Le message écolo de Christine Bouquin aux agriculteurs

Lors de la première session de la chambre d'agriculture après son élection, la présidente du Conseil départemental du Doubs a tenu un discours sur la responsabilité des paysans, notamment environnementale. Premier dossier chaud : l'épandage des boues de station d'épuration qui met en difficulté la filière comté...

Daniel Prieur, entre Frédéric Rousse, vice-président du Territoire-de-Belfort, et Christine Bouquin, présidente du Doubs.

Proximité idéologique oblige, c'est avec une relative bienveillance que les responsables agricoles ont accueilli les représentants des nouvelles majorités départementales du Doubs et du Territoire-de-Belfort à la dernière session de la chambre interdépartementale d'agriculture à Montbéliard, le 30 avril dans les locaux de la communauté d'agglomération. Mais aussi avec une certaine appréhension. Car Christine Bouquin, la présidente du Conseil départemental du Doubs, avait annoncé la couleur durant la campagne électorale : elle entend renforcer le plan de sauvegarde des rivières initié par Claude Jeannerot.

Les paysans savent bien qu'ils sont dans le collimateur, même si l'agriculture n'est pas la seule activité à avoir un impact sur la qualité des eaux. Ils sont aussi dans l'univers impitoyable de la « concurrence libre et non faussée » imposée par l'Union européenne : on est sorti des quotas laitiers le 1er avril. Daniel Prieur, le président de la chambre interdépartementale d'agriculture, évoque ces « lois de l'économie [qui] laissent peu de place au hasard ». Il suggère surtout que ce hasard est influencé par des lois humaines, donc politiques, lorsqu'il met en exergue les « effets levier » sur l'économie des règles que se sont donné les paysans par l'intermédiaires des filières dont celle du comté : l' « excellence environnementale », le « cahier des charges », la « maîtrise des volumes »...

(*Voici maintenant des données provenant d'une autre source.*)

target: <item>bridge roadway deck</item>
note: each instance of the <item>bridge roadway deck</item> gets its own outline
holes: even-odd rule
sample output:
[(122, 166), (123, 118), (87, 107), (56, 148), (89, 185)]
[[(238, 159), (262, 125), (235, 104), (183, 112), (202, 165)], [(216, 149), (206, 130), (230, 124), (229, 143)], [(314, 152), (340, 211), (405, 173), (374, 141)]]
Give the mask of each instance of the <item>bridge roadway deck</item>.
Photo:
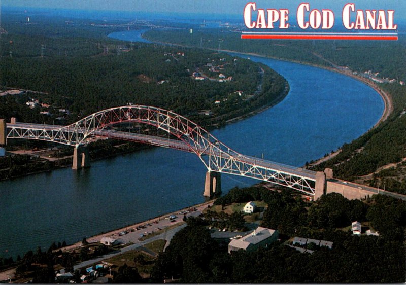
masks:
[[(19, 127), (23, 128), (29, 128), (38, 130), (52, 130), (63, 128), (64, 126), (54, 125), (46, 125), (40, 124), (30, 124), (26, 123), (17, 123), (16, 124), (8, 124), (8, 127)], [(172, 148), (179, 150), (193, 152), (191, 148), (181, 140), (165, 138), (147, 135), (143, 135), (126, 132), (120, 132), (113, 130), (103, 129), (94, 131), (92, 133), (94, 136), (99, 136), (112, 138), (124, 139), (131, 141), (137, 141), (150, 145), (157, 146), (161, 147)], [(206, 152), (202, 150), (202, 152)], [(224, 156), (224, 154), (223, 154)], [(239, 154), (234, 158), (242, 162), (251, 165), (256, 165), (268, 169), (274, 170), (276, 172), (284, 173), (288, 175), (292, 175), (301, 177), (306, 179), (316, 181), (316, 172), (300, 167), (295, 167), (290, 165), (286, 165), (282, 163), (274, 162), (268, 160), (260, 159), (252, 156)]]
[[(25, 123), (17, 123), (16, 124), (8, 124), (8, 127), (17, 127), (21, 128), (29, 128), (31, 129), (37, 130), (52, 130), (64, 127), (65, 126), (59, 126), (54, 125), (46, 125), (40, 124), (30, 124)], [(131, 141), (136, 141), (145, 144), (148, 144), (152, 145), (159, 146), (161, 147), (168, 148), (177, 149), (182, 151), (192, 153), (193, 152), (191, 148), (186, 143), (181, 140), (152, 136), (150, 135), (144, 135), (133, 133), (128, 133), (114, 131), (112, 130), (101, 130), (94, 132), (92, 134), (93, 136), (99, 136), (105, 137), (110, 137), (112, 138), (118, 138)], [(204, 153), (204, 152), (203, 152)], [(316, 180), (316, 172), (303, 168), (294, 167), (289, 165), (273, 162), (272, 161), (260, 159), (256, 157), (252, 157), (249, 156), (243, 155), (238, 155), (236, 158), (242, 162), (252, 164), (255, 164), (261, 167), (263, 167), (268, 169), (275, 169), (276, 171), (290, 173), (295, 176), (299, 176), (311, 179)], [(374, 187), (357, 184), (352, 182), (335, 180), (332, 180), (338, 183), (342, 184), (343, 185), (350, 186), (354, 189), (362, 189), (364, 190), (369, 191), (373, 194), (381, 194), (401, 199), (406, 200), (406, 195), (403, 195), (398, 193), (384, 191)]]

Autrement dit, les dispositifs qui ont construit la filière continuent de produire une logique qui permet de tenir la barre alors que le temps est devenu gros. Pour peu qu'on sache où l'on va et Prieur dit le savoir.

La filière écartelée

Reste que les règles que se donne la filière ont de plus en plus de mal à emporter l'adhésion. En interne, quelques uns ne voient pas au nom de quoi on limite leur désir de produire plus : ils ont les marchés ou vont aller les chercher ! A 70 $ le kilo de comté en Australie, ça vaut le coup de devenir exportateur. Le connaisseur qui nous a transmis l'information estime que c'est le pire qu'il ait jamais mangé...

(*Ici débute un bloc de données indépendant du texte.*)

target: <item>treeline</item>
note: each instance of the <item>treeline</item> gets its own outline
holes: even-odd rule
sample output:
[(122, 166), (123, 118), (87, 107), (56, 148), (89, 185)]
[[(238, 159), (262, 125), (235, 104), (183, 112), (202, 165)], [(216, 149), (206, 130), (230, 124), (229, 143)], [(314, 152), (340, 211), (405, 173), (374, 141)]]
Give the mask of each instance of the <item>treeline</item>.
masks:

Il y a aussi ceux qui ont compris que produire plus signifie épandre plus de lisier. Ou alors épandre autrement, mieux, seulement sur les sols qui le supportent quand les plantes en ont besoin. Cela passe par l'agriculture de précision qui suppose une cartographie précise des sols. Des fermes test viennent d'être sélectionnées pour une expérimentation. Après quoi, il faudra de la formation. C'est dire si cela prendra du temps.

Christine Bouquin : « vous êtes acteurs de la valorisation de l'environnement, vous avez une vraie responsabilité sur ce territoire »

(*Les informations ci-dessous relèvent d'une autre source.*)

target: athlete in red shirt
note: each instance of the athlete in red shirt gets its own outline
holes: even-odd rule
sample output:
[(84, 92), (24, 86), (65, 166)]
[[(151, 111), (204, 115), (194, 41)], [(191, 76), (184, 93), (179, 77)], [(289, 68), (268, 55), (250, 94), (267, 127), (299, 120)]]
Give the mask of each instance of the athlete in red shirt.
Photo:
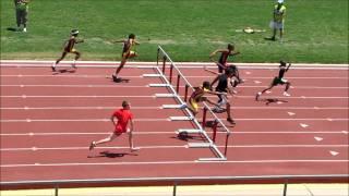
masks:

A l'extérieur, la filière a des amis qui pensent qu'elle sacrifie trop à l'air du temps : trop produire. A l'extérieur, il y a aussi Christine Bouquin. Elle est assurément une amie des paysans, rappelle être petite fille d'un agriculteur de Fontain et d'un fromager de Frambouhans. Mais elle prévient : « Vous représentez une filière économique majeure, vous êtes acteurs de la valorisation de l'environnement, vous avez une vraie responsabilité sur ce territoire ». Les visages de ses auditeurs sont visiblement tendus.

Elle évoque un récent colloque à la fac de sciences de Besançon : « une réunion pour que nous prenions maintenant des décisions, qu'on mette autour de la table profession agricole, industriels, collectivités et l'ensemble du monde associatif quel qu'il soit ». Les visages s'allongent, elle poursuit : « il y aura peut-être des coups de gueule car on ne pense pas tous pareil... » Elle cite les chantiers : « l'épandage et la fertilisation ». Elle insiste sur « le point sensible des boues de stations d'épuration : nous avons un problème, et ce n'est pas une question de mauvaises pratiques : le cahier des charges du comté me fait souci, le décret comté va poser problème aux collectivités ».

Claude Vermot-Desroches : « on est pris entre la demande d'une société qui ne veut pas gérer ses déchets et les risques évidents de contamination »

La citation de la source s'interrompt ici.